Concerning the secretary-general of the WUC, Kadeer said he lived openly in Germany and had taken German citizenship. She said he traveled freely around the world and that Interpol had no interest in arresting him.
“We are not terrorists. But the Uighur people are the victims of terrorism — Chinese terrorism,” Kadeer said. “The Chinese government thinks it is enormously powerful now because it has so much money. It thinks it can do anything and no one dares say anything about it. The only thing the Chinese government fears is the truth.”
“They have put pressure on Taiwan to keep me out because they fear that I will tell the Taiwanese people the truth about China. But I am more sad than I am angry,” she said.
At a separate setting at a Washington symposium on Taiwan on Friday, New York University law professor Jerome Cohen — who taught Ma at Harvard University — asked: “Why shouldn’t the people of Kaohsiung be free to see whatever film they want?”
“Why shouldn’t they be free to invite any visitor they want so long as that visitor is not a terrorist? Rebiya Kadeer lives in Washington … She doesn’t seem to affect the security of the city. This is nonsense. Anyone who disagrees with them [Beijing] is [branded] a terrorist,” he said.
In a separate interview, Cohen said: “I hope Mrs Kadeer will be given the chance to visit Taiwan. I don’t want to provoke the mainland, but Taiwan is a free society. I don’t like it when any free society refuses to allow someone who is an honest person and not a terrorist to come and talk.”
In Taipei yesterday, Wu said the government did not need to apologize as it has done nothing wrong.

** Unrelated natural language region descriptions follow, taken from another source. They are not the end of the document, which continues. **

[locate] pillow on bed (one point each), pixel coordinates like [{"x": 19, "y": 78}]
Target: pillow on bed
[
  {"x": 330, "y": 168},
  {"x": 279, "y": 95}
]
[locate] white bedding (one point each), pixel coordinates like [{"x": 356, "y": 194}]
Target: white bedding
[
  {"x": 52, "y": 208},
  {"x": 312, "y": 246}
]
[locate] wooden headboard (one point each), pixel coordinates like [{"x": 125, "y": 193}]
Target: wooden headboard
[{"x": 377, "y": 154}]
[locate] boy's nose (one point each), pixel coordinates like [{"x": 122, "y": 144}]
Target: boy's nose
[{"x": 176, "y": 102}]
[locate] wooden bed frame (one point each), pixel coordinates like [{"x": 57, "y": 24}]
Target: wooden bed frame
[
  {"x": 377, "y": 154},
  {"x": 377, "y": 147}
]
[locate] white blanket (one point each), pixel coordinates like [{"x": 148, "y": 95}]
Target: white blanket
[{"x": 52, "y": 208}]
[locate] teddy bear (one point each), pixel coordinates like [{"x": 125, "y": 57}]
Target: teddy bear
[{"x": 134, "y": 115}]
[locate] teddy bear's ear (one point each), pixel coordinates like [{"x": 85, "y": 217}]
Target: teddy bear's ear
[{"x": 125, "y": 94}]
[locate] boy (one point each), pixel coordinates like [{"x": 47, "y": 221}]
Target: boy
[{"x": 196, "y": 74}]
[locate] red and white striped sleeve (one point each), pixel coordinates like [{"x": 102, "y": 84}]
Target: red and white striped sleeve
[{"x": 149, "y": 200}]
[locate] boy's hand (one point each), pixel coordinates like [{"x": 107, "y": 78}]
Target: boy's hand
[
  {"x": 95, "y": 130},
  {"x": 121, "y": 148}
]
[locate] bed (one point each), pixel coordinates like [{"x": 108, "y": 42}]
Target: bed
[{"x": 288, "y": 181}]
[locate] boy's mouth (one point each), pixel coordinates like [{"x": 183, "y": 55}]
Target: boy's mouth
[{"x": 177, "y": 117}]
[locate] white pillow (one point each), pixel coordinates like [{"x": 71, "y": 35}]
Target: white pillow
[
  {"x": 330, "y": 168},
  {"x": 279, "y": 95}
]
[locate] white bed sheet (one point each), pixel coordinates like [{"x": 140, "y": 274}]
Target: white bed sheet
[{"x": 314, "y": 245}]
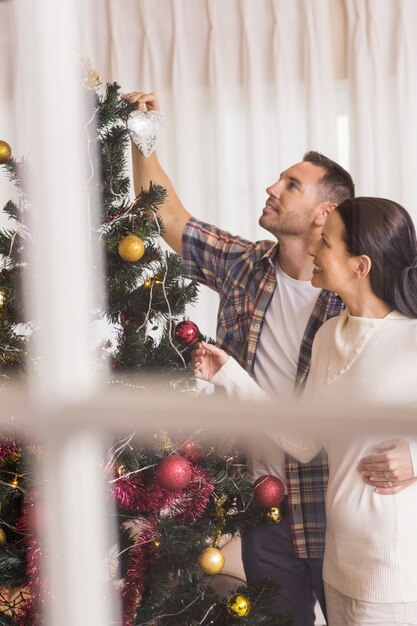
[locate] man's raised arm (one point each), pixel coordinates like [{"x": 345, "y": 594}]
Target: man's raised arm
[{"x": 146, "y": 170}]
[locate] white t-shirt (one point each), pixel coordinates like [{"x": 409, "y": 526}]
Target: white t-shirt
[{"x": 277, "y": 358}]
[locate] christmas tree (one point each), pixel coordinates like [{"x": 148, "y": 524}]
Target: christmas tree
[{"x": 175, "y": 495}]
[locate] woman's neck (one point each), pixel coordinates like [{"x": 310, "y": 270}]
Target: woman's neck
[{"x": 366, "y": 305}]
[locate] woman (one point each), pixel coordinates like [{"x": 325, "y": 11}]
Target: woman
[{"x": 368, "y": 255}]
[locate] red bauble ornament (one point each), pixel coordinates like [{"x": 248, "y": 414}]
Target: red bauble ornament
[
  {"x": 186, "y": 333},
  {"x": 173, "y": 472},
  {"x": 268, "y": 491}
]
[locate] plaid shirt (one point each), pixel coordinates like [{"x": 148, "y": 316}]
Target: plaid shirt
[{"x": 243, "y": 274}]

“For the national interest and security as well as public interest, I do not welcome a person who would harm my country’s security and interest by entering the country. There is nothing wrong with this, so there is no need to apologize,” Wu said.
Wu said that as Kadeer is a politician, she would engage in political activity if she came to Taiwan, adding that the WUC is related to the Eastern Turkistan organization, which has terrorism connections.
“Xinjiang independence is not permitted by the [Republic of China] Constitution,” Wu said.
Earlier yesterday, Wu said: “The national security agencies rejected the entry of [people of] Eastern Turkistan in July when the World Games were held [in Kaohsiung] and during the Deaflympics in Taipei [earlier this month]. On the grounds of national security, the national interest and public safety, the Ministry of the Interior [MOI] will not issue a visa [to Kadeer]. I respect and support the decision.”
Asked if the government considered Kadeer a terrorist, Wu said: “Not to that extent, but she has ties to [terrorist organizations] to some degree.”
Asked if he believed that Kadeer, a nominee for the 2006 Nobel Peace Prize, would launch terrorist attacks, Wu said: “Neither you nor I can fully understand all the details, but the MOI, the National Immigration Agency and other [government] units understand what the situation is in the international community.”
On Japan issuing Kadeer a visa, Wu said: “There are great differences between the situation of Japan and that of our country. [The decision was made] on the grounds of comprehensive consideration.”
Wu did not specify what the differences were.
At a separate setting yesterday, Kaohsiung Mayor Chen Chu (陳菊) called on the central government to cautiously handle its decision to deny Kadeer entry to Taiwan, saying that “the denial of entry is a human rights issue.”
“Generally speaking, it’s a travesty of human rights to reject entry [to specific people]. In a democratic country, [the government] should adopt a more tolerant and open attitude in dealing with such problems,” Chen said.
DPP Chairperson Tsai Ing-wen (蔡英文) yesterday said the government should be honest about why it rejected Kadeer’s visit if the decision was made under pressure from China.
“Otherwise it is disrespectful to the Uighur people as well as to Taiwanese people’s judgement by branding Kadeer a terrorist,” Tsai said yesterday.